3. Messages and artifacts
Within a task, the calling agent and the remote agent exchange messages (turns of a conversation) made of parts — text, files, or structured data. The remote agent's deliverables come back as artifacts. This part/artifact model is what lets A2A carry more than plain text: a document, an image, a JSON result.
What a call looks like
At the wire level A2A is JSON-RPC over HTTP, with Server-Sent Events for streaming. Conceptually:
- Fetch the remote agent's AgentCard to learn its URL and auth.
- Send a
message/send(ormessage/stream) request that opens a task. - Receive streamed updates as the task moves through its states, then collect the final artifacts.
Where TakoAPI fits
A2A standardizes the conversation between two agents, but you still have to find agents, manage an API key per agent, and handle each one's billing and uptime. TakoAPI is a directory and gateway on top of A2A: every listed agent is described by its AgentCard, and you invoke any of them through one endpoint and one key — A2A passthrough, SSE streaming, or an OpenAI-compatible shim. It's the "OpenRouter for agents" layer that A2A makes possible.

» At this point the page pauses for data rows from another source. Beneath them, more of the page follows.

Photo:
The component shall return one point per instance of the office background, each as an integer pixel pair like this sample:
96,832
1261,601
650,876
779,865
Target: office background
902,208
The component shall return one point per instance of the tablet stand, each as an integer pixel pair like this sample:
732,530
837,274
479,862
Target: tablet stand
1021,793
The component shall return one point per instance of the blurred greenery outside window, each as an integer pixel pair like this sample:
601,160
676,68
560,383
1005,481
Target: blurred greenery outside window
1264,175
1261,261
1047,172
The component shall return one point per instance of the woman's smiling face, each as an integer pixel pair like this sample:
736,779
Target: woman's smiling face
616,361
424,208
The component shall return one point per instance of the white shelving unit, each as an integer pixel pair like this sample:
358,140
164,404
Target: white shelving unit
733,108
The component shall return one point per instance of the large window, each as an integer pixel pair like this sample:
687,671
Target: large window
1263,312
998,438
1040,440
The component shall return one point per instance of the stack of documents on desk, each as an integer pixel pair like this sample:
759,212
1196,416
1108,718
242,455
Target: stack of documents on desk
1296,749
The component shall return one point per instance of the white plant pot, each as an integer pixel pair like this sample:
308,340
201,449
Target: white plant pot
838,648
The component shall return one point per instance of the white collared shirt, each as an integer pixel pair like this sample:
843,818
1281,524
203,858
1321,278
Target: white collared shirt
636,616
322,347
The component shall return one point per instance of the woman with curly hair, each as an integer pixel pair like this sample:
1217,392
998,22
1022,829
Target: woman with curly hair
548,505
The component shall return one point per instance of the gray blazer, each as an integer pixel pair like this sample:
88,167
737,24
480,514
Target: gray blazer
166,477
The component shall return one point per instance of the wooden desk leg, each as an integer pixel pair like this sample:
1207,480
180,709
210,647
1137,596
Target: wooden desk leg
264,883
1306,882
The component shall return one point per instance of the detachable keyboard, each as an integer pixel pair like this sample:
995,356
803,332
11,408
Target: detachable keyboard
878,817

Related: A2A vs MCP · How to call multiple agents through one API
FAQ
- Is A2A the same as MCP?
- No. MCP (Model Context Protocol) connects a single model to tools and data sources. A2A connects independent agents to each other. They're complementary — an agent can use MCP for its tools and A2A to delegate to other agents.
- Who created A2A?
- A2A (Agent2Agent) was introduced by Google in 2025 and is developed as an open protocol so any vendor or framework can implement it.
- What is an AgentCard?
- An AgentCard is a small JSON document an A2A agent publishes to advertise its endpoint, skills, input/output modes, and auth — the metadata other agents read to discover and call it.